Monday, June 21, 2010

Do What You Do

I played in a bunch of bands before Gravity Kills. Strangely I played in bands ranging from metal to techno pop. If you throw the influences together I guess you get what I ended up doing with Gravity. That was the band that I found my creative home with. What is it that you do? The reason I ask is that I come across so many bands that seem to chase influential rainbows. They think they see a trend and attempt to jump on the bandwagon and cash in. When Gravity Kills was getting courted by record labels, ALL OF THEM told us that we would never get played on the radio and MTV would never touch a band doing industrial music unless you had a guy named Trent Reznor in the band. You know as well as I do that MTV doesn't really play videos anymore but the point is that with Gravity, we did what we did and let the chips fall. I was in a discussion panel at a music conference a few years ago and an A&R person from a record label actually told the bands to watch music and fashion trends and then move in that direction. I went fucking berserk! In today's music climate, there are litterally hundreds of popular music genres. Any of you out there working on the next Lady Gaga soundalike? I told the bands that you had to do what you do regardless of the current hoi polloi. Trends today happen in months and not years. If you don't believe in what you are doing, how in the world do you expect anyone else to believe. People can smell dishonest art, music or anything else now a mile away. What would you consider to be relevant musical genres to you? Every person reading this will give me a different answer I am betting. Be honest in what you write and how you perform it. If it is actually REALLY good, you might have a chance to penetrate the hearts and minds of others. Chase rainbows and well...get your track shoes on. You could be chasing it forever.
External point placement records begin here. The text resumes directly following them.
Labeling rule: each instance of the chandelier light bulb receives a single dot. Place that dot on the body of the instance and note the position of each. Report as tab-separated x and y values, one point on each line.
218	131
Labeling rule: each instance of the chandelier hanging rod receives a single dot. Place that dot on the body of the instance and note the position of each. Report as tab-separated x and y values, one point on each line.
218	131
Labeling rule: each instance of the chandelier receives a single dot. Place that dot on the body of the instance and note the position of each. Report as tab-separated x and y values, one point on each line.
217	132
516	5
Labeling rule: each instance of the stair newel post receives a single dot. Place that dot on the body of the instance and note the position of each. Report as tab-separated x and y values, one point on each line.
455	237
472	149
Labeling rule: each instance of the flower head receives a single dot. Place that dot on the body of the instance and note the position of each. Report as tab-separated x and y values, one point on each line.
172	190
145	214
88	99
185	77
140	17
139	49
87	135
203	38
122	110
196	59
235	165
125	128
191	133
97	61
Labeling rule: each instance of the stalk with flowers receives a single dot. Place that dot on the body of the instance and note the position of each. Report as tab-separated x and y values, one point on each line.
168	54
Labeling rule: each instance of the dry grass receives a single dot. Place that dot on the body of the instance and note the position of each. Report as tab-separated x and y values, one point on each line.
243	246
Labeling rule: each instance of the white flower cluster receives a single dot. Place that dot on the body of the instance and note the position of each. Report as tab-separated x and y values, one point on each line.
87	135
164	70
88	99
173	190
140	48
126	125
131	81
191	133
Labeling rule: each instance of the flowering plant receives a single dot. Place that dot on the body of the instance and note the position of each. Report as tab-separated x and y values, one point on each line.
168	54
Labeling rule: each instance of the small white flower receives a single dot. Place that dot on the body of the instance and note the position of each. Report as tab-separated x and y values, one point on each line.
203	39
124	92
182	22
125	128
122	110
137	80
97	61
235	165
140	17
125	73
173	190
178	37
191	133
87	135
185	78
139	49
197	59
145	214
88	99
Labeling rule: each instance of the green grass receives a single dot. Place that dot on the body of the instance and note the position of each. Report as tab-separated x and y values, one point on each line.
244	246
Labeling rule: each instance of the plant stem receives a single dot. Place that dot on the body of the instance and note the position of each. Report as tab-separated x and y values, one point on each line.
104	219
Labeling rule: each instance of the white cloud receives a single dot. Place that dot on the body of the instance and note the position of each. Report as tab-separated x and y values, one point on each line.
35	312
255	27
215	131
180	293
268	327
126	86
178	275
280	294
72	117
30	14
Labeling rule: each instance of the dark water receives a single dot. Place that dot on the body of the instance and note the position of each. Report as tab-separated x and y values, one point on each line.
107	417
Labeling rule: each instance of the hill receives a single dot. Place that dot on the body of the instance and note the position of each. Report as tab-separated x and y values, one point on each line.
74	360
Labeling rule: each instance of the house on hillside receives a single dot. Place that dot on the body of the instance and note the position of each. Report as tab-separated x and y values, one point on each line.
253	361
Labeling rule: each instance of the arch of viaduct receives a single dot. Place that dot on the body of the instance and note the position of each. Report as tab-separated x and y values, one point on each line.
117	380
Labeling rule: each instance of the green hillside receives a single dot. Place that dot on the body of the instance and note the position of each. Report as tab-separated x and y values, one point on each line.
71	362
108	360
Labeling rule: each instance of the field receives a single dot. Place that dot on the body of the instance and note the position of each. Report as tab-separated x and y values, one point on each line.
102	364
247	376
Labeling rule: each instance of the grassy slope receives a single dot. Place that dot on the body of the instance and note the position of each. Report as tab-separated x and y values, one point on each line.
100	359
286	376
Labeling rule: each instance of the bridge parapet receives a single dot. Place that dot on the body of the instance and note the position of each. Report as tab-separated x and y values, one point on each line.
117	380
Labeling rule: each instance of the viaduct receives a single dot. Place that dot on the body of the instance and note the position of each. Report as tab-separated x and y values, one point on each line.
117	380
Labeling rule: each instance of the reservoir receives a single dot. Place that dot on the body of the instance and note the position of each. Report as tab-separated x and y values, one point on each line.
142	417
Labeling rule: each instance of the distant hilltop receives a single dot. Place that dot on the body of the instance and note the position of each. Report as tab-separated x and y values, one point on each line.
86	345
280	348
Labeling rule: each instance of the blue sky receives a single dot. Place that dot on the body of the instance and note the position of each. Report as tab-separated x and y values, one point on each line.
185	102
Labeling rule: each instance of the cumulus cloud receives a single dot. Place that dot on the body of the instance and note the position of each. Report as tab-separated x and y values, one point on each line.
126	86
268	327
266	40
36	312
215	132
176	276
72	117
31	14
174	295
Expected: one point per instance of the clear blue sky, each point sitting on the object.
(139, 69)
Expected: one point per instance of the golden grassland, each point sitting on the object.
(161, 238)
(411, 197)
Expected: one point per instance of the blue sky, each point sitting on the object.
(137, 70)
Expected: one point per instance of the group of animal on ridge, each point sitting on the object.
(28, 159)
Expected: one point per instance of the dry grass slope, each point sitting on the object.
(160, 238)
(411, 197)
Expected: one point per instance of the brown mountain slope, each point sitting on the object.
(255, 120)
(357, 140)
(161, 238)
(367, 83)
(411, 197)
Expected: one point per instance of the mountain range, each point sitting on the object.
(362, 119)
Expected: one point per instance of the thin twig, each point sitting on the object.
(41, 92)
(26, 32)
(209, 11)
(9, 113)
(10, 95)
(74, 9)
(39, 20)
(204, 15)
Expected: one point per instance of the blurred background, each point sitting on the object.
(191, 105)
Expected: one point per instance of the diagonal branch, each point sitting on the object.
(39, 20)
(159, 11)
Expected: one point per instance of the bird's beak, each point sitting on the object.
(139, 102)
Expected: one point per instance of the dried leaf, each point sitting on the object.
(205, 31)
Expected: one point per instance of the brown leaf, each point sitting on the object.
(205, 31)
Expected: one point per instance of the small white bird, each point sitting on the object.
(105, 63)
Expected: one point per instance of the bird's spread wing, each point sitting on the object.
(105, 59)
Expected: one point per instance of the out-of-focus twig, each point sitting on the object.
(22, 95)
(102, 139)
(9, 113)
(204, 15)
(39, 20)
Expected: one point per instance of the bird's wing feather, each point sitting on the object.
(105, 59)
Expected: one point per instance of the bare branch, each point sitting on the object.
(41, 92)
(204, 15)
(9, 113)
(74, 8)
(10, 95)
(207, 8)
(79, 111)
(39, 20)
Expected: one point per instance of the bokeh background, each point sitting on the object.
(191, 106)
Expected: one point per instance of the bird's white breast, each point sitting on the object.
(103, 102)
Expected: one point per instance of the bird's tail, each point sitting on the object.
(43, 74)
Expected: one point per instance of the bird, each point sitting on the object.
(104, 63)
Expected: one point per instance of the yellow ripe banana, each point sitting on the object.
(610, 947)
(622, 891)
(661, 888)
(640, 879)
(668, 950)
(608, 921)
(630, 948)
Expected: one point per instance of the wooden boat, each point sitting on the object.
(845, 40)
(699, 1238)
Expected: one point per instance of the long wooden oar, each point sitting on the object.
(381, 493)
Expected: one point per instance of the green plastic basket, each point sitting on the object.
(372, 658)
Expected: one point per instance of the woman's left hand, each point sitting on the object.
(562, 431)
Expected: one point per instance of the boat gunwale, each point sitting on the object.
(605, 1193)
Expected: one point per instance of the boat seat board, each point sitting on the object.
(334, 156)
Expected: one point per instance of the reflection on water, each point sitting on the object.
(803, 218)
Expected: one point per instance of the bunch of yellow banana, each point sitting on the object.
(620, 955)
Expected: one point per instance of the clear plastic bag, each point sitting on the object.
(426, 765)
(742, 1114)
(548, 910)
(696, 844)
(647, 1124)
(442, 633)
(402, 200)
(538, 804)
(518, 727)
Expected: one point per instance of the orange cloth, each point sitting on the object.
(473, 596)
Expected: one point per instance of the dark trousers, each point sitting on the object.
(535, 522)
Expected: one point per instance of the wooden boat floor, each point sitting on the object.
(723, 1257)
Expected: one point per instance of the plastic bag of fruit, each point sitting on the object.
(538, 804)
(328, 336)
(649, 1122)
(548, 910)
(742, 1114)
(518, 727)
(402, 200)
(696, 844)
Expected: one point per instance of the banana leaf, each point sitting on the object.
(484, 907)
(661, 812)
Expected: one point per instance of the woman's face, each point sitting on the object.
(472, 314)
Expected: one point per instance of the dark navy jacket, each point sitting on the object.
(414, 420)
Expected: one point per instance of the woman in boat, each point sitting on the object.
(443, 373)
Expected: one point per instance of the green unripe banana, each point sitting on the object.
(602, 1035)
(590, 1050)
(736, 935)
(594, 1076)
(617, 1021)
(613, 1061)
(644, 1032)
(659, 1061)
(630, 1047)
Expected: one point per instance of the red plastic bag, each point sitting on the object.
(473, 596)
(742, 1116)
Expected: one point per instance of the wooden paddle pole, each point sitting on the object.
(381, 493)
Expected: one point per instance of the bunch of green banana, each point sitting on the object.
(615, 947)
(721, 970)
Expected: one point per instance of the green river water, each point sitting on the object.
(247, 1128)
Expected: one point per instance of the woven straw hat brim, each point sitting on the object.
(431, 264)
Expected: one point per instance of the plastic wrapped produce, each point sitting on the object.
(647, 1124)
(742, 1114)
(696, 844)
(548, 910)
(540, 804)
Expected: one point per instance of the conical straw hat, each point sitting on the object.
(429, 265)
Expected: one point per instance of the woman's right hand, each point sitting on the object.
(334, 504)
  1. Good stuff here, Jeff! Just a quick comment on Lady Gaga - I don't think she's anything special at all when it comes to the actual MUSIC, but noone pays attention to that aspect. It's all about image with her; the music seems to be secondary.

    With the lights off and Itunes minimized you may be hard-pressed to pick out one of her non-single tracks from anything else out there today.

  2. Thanks Joe. If there is ever a topic that you want to start talking about here, then by all means let me know. I am not saying I have the answers (or any for that matter,) but we can have open dialogue that might just help us all.

  3. Just thought I'd add that I couldn't agree more! When I started my current project about a year and a half ago we set out with the intent of only making ourselves happy. It certainly makes other's reactions more interesting, especially when it's a sincere emotional response. Which in turn actually means something since we're not creating for the masses.

    While I certainly have my favorites, I wouldn't say any particular genre is more important than the next. It's pretty easy to see right away whether someone is being honest with their creations. If you're not, I'm not interested.

    As far as topics of discussion go, I myself could use some help in the marketing and promotion world. In my case for example, the scene I am about to enter and compete with is mostly dominated by indie rock, err, hipsters complaining with acoustic guitars. Unfortunately this town seems to thrive on that. I don't think it's because the local music is particularly good but because the local media outlets who cover the scene are very biased in what they promote and obviously don't share my outlook. How would one go about creating a dialogue to convince said media to understand different can be good?

  4. Let's start on that tomorrow. This is your forum as much as mine. We all need help.

  5. ...or maybe when you get back from your show... :) Thanks Jeff!